(di Rodolfo Calò)
Il CAIRO - Un'organizzazione non profit internazionale con sede in Italia, Still I Rise, sta per aprire un centro nella Repubblica democratica del Congo che punta a strappare i bambini-minatori dall’inferno dell’estrazione del cobalto e di altri minerali. Lo ha ribadito all’ANSA Nicolò Govoni, Direttore esecutivo della Onlus.
Il “centro di emergenza e riabilitazione” sorgerà “in autunno” nell’area di Kolwezi, nel sud del Paese, “dove si concentrano le più grandi miniere di cobalto del mondo, con lo scopo di togliere i bambini dal lavoro minorile e di riportarli a scuola”, ha previsto Govoni. “Ci proveremo attraverso attività di sensibilizzazione e distribuzioni di beni di prima necessità alle famiglie, come ad esempio pacchi alimentari, vestiti e kit igienici, in modo che i figli non siano più costretti a lavorare”, ha aggiunto.
La “violazione dei diritti dei bambini nelle regioni minerarie è allarmante”, aveva sottolineato Sarah Evans, Direttrice dei Programmi di Still I Rise, in un comunicato diffuso il mese scorso in occasione dell’ottenimento di tutte le autorizzazioni ministeriali per iniziare le operazioni.
Il lavoro minorile in Congo è una piaga ben nota, veniva ricordato nel testo. Sebbene, dopo una denuncia di Amnesty International, il Paese abbia annunciato di voler eliminare entro il 2025 l’impiego dei bambini nel settore minerario, attualmente questi continuano a essere sfruttati senza il minimo rispetto dei diritti umani. Una stima Unicef, ma risalente al 2014, parla di circa 40mila bambini impegnati nell’estrazione del cobalto. I turni di lavoro arrivano a 12 ore al giorno, durante le quali i minori scavano la roccia a mani nude trasportando sacchi di pietre spesso più pesanti di loro stessi. La retribuzione varia da 1 a 2 euro al giorno, a discrezione dei commercianti che pagano in base al peso e alla purezza dei minerali estratti.

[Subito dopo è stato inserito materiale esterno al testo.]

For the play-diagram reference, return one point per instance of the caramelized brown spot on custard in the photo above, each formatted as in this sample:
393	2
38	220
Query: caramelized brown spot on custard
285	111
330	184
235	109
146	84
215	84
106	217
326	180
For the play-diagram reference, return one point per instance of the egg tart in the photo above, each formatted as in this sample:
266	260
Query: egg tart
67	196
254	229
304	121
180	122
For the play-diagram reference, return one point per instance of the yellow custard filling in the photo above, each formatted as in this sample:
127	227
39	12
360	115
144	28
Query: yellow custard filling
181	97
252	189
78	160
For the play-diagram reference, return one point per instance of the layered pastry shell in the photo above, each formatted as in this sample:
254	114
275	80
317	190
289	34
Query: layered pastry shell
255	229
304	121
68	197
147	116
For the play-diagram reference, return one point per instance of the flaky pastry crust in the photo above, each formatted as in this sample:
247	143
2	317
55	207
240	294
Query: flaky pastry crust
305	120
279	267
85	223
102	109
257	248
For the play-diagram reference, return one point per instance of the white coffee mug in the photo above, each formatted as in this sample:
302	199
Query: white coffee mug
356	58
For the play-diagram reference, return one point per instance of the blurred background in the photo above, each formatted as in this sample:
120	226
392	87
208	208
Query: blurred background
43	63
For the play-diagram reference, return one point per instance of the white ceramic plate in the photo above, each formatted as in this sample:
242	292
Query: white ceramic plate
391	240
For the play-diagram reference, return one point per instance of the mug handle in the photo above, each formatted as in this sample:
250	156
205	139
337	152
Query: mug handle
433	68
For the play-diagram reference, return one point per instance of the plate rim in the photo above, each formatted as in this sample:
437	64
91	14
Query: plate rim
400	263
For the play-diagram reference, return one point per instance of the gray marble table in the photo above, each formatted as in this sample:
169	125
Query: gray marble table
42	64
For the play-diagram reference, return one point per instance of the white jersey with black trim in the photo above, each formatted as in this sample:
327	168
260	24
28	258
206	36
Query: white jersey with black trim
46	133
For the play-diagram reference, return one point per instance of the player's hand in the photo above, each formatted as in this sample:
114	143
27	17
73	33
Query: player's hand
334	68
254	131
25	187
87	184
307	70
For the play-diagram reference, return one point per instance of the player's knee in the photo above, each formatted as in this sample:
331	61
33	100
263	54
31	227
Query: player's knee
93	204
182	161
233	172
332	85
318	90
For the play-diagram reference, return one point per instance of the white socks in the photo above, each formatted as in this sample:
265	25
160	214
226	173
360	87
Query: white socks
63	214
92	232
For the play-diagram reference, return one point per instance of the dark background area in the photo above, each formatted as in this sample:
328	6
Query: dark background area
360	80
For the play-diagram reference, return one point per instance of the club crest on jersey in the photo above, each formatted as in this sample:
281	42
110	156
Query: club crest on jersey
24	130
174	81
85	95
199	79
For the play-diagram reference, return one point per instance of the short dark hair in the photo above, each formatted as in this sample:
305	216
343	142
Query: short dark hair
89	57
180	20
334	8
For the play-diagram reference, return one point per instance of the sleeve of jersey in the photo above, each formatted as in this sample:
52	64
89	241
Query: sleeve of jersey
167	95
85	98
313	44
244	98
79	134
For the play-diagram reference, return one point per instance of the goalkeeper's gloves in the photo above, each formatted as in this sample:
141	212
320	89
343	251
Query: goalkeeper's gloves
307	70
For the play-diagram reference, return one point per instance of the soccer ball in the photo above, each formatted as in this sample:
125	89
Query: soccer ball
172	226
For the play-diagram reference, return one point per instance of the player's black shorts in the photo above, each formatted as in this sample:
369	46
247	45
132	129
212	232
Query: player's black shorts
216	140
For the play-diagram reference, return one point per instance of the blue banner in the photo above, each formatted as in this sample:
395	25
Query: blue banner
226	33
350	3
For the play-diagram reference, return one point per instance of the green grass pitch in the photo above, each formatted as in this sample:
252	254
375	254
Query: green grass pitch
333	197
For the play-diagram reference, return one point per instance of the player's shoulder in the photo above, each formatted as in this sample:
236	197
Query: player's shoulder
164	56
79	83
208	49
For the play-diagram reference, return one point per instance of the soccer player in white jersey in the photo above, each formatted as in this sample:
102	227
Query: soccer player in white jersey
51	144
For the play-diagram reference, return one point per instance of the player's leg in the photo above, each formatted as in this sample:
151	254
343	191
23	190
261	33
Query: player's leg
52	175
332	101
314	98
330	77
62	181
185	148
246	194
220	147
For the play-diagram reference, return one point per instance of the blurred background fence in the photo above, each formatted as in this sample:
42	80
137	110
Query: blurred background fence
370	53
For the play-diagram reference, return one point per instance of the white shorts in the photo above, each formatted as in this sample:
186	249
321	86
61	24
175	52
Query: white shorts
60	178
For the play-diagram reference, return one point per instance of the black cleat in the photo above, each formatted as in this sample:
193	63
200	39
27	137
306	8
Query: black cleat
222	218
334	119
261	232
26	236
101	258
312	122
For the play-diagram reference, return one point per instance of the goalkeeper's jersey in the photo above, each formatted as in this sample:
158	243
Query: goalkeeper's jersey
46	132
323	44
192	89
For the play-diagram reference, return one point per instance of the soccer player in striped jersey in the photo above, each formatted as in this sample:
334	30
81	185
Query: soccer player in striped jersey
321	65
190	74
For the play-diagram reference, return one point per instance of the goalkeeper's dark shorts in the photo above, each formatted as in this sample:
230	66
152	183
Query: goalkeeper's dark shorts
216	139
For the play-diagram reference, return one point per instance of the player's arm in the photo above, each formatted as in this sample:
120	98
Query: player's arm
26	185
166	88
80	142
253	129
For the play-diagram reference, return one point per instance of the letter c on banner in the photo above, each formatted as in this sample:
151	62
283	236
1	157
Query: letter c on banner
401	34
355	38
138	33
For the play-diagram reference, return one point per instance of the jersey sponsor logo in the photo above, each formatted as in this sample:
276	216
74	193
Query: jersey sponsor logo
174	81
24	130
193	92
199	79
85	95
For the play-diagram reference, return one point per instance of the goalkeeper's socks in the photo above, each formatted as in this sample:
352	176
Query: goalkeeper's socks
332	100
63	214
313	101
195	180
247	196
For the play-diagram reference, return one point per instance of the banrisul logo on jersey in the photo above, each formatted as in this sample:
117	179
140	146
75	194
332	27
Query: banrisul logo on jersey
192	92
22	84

“I siti di lavorazione mineraria sono un inferno sulla terra. I lavoratori spendono ore nell’acqua acida, a spaccare pietre, per poi lavarle e venderle a prezzi stracciati alle società minerarie. Una gran parte di questi lavoratori sono bambini di tutte le età. 7, 9, 13, 16 anni”, aveva riferito il mese scorso Giovanni Volpe, Nairobi Program Manager che assieme a Govoni ha visitato di recente la zona. “Ma non mancano i neonati, fasciati sulla schiena delle madri mentre queste scavano, estraggono, spaccano, lavano e ripetono" fra "suolo tossico", e "acqua torbida”, ha aggiunto Volpe.
Il Congo, da solo, produce più del 3% del rame e del 50% del cobalto venduti al mondo, ricorda la Onlus. Anche diamanti, coltan, oro e petrolio sono presenti in abbondanza nel territorio del Paese, che però si classifica 175/o su 189 nazioni per indice di sviluppo umano e in cui il 72% delle persone vive in condizioni di estrema povertà, con meno di 1,50 euro al giorno, senza accesso ai servizi essenziali. La situazione dei bambini è catastrofica: il 43% soffre di malnutrizione e sono 3,5 milioni i minori in età primaria fuori dalla scuola.
Nella regione del Katanga, dove si concentra la maggior parte dell’estrazione mineraria congolese, si registra il tasso più alto di mortalità infantile del mondo: 1 bambino su 5 muore prima del compimento dei 5 anni, ha ricordato Still I Rise.
La Onlus è attiva anche in Kenya, dove ha avviato la prima Scuola Internazionale per minori profughi e vulnerabili del continente africano. L’istituto rilascerà diplomi IB (International Baccalaureate) e permetterà agli studenti di accedere alle migliori università del pianeta.